LOL.  That's both sad and hilarious at once.  I feel sorry that you had to endure that, but what a story!  Personally, I would have done whatever suited the message of the story, but then again that certainly would have hurt my chances of being published.  Still, in all the cases where I've killed main characters, I've always done it for a reason and changing it for market appeal would really only detract from the work as a whole, ironically hurting the appeal in the process.


----------



## JHB (Dec 5, 2008)

HarryG, with such an interesting backstory attached to it, I think I might wanna take a small peeksees into this book of yours. Is it on amazon?


----------



## Vorrec (Oct 9, 2010)

I constantly have to whack characters. And even though I like it, because it's good for the story, it's _painful_. In plotting my storyline for the future, I recently decided that I had to kill off one of my main characters. I almost cried when I wrote the dialogue for that scene. Now I'm trying to conjure up some remedy by bringing him back to life or making it part of a dream or whatnot. Which I absolutely hate to see in other people's works. Still cannot let him go. I hate myself.


----------



## Stephanie J. (Oct 9, 2010)

Sam W said:


> I had to kill off a main character recently too and I felt like a twat for a few days afterward, but once I discovered that it helped the story I was fine with it.

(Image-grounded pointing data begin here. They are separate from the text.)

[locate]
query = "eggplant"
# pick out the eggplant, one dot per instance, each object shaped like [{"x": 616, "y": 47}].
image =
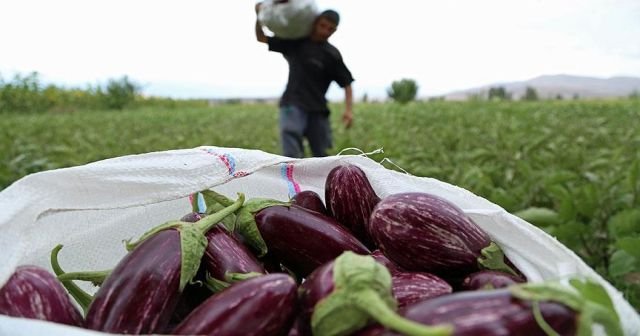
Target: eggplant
[
  {"x": 192, "y": 217},
  {"x": 310, "y": 200},
  {"x": 140, "y": 294},
  {"x": 426, "y": 233},
  {"x": 303, "y": 239},
  {"x": 265, "y": 305},
  {"x": 381, "y": 258},
  {"x": 490, "y": 280},
  {"x": 411, "y": 287},
  {"x": 539, "y": 309},
  {"x": 33, "y": 292},
  {"x": 493, "y": 313},
  {"x": 347, "y": 294},
  {"x": 142, "y": 291},
  {"x": 350, "y": 199},
  {"x": 226, "y": 257}
]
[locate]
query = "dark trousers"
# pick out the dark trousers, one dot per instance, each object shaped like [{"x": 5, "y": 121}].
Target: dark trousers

Oh man. I am so tempted to make this my signature!


----------



## Ricky Jalapeno (Oct 9, 2010)

I'm never really afffected by the deaths of my characters. Since in my stories theres always a lot of fighting, people are always dying. So I try not to get attached. I'm barely on chapter 5 and about 6 characters died already.


----------



## PageOfCups (Oct 9, 2010)

For me it depends on the character. I didn't mind killing off one of the character in the first mnuscript I ever finished, but I hated writing the after math for his best friend and fiance. Sometimes I even imensly enjoy offing a character. There are some that I don't over like hurting though, which is anoying since what I'm writing now screws over my favourite character at every turn. It's really slowing me down.


----------



## 72ZX (Oct 9, 2010)

I can relate, in some way. I don't really plan to write my character's deaths, but after I started writing, and became very attached to them, a friend of mine started suggesting I kill one or two off, which made me rather melancholic. :l

I guess I'm just a pansy or something.


----------